Conn’s tenure at Kavli also came during a time of significant developments in the science funding space, including the emergence of major science philanthropies like the Chan Zuckerberg Initiative and the Heising-Simons Foundation. Some of that expansion tracks with the growth of high-dollar philanthropy overall, but research funders have also cited concerns over stagnating funding levels at federal agencies as at least part of their motivation.
While the approximately $40 billion in basic science funding that flows from the federal government is the foundation of research in the U.S., Conn notes that other governments around the world, including the E.U. and China, are on track for similar levels of funding. In fact, while the U.S. has devoted approximately the same percentage of GDP to the funding of scientific research, other nations have increased their relative investment in science. Venture capital has also shifted significantly to other countries. As a result, the U.S. is not the dominant leader in science that it was in the late 20th century, Conn said.

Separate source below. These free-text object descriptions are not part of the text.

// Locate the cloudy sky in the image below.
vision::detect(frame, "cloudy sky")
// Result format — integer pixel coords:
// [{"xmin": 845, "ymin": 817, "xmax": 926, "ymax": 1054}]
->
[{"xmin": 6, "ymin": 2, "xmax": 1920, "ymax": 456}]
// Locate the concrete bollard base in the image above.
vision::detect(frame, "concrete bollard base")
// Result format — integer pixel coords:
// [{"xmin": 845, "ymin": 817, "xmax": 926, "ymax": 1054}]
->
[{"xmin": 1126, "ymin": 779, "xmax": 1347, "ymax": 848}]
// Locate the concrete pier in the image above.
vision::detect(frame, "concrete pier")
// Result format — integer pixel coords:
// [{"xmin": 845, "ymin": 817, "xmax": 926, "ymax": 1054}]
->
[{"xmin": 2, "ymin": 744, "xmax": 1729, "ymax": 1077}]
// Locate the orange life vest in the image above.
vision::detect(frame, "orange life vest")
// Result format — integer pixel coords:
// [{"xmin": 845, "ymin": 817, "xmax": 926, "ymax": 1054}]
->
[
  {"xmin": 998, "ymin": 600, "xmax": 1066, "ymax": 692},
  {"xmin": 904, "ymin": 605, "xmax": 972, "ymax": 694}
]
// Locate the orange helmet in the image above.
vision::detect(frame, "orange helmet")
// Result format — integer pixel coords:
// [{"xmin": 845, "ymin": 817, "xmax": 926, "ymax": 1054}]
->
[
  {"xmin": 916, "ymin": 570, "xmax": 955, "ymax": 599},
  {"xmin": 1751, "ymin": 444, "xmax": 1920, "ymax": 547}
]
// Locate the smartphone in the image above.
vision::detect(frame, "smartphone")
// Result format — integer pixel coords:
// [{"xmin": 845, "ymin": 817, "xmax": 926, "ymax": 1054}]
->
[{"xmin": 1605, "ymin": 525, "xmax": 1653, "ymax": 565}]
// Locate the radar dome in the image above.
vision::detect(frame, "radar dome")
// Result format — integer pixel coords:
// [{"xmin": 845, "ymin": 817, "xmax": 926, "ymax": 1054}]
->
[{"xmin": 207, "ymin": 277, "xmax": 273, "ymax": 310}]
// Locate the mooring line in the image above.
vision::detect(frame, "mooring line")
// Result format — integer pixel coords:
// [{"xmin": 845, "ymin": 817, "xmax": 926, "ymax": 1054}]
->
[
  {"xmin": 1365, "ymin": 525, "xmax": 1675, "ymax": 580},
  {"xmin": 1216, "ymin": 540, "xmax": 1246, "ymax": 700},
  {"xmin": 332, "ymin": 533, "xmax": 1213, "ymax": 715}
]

“Government funding is very large and we absolutely need it, but budgets are not rising at the federal level,” said Conn. The U.S. can only continue to regain and hold a leadership role in science and research if it makes smart use of its secret weapon and unique advantage—philanthropy. “Nobody anywhere in the world has the assets we have—of very large government funding, but also extraordinarily, relative to anybody else, philanthropic giving.”
Conn believes the wealth behind private philanthropy—generated as a result of regulatory changes dating back to the 1970s that enabled the creation of an expanding class of billionaires—will only continue to grow. Some of these billionaires, like Bill Gates, deepened their philanthropy after essentially retiring from their initial careers in business; others, like Mark Zuckerberg, have been ramping up their philanthropy while still busy with their careers.
Either way, says Conn, a great quantity of dollars, billions, can be expected to cycle into philanthropy in the coming years and decades. “America needs to recognize and look at the future with this (philanthropic money) in mind, and look at its policies with all this in mind,” Conn said. “Philanthropy will have a much bigger role to play in the coming years than it has ever had.” And that role needs to function in synergy with public funding, he said. Such an approach is embodied by Kavli’s support for the U.S. BRAIN Initiative, a public-academic-private plan announced by President Barack Obama in 2013 to drive understanding of the human brain.
In its 20 years of operation, the Kavli Foundation has developed and expanded the key elements of its grantmaking style, now with up to 20 science institutes around the world, all with endowments designed to support them essentially in perpetuity. Taken together with its prize funding, says Conn, these initiatives offer a look back at past science research that has happened during his tenure, and a look forward at those unknown benefits that will eventually unfold.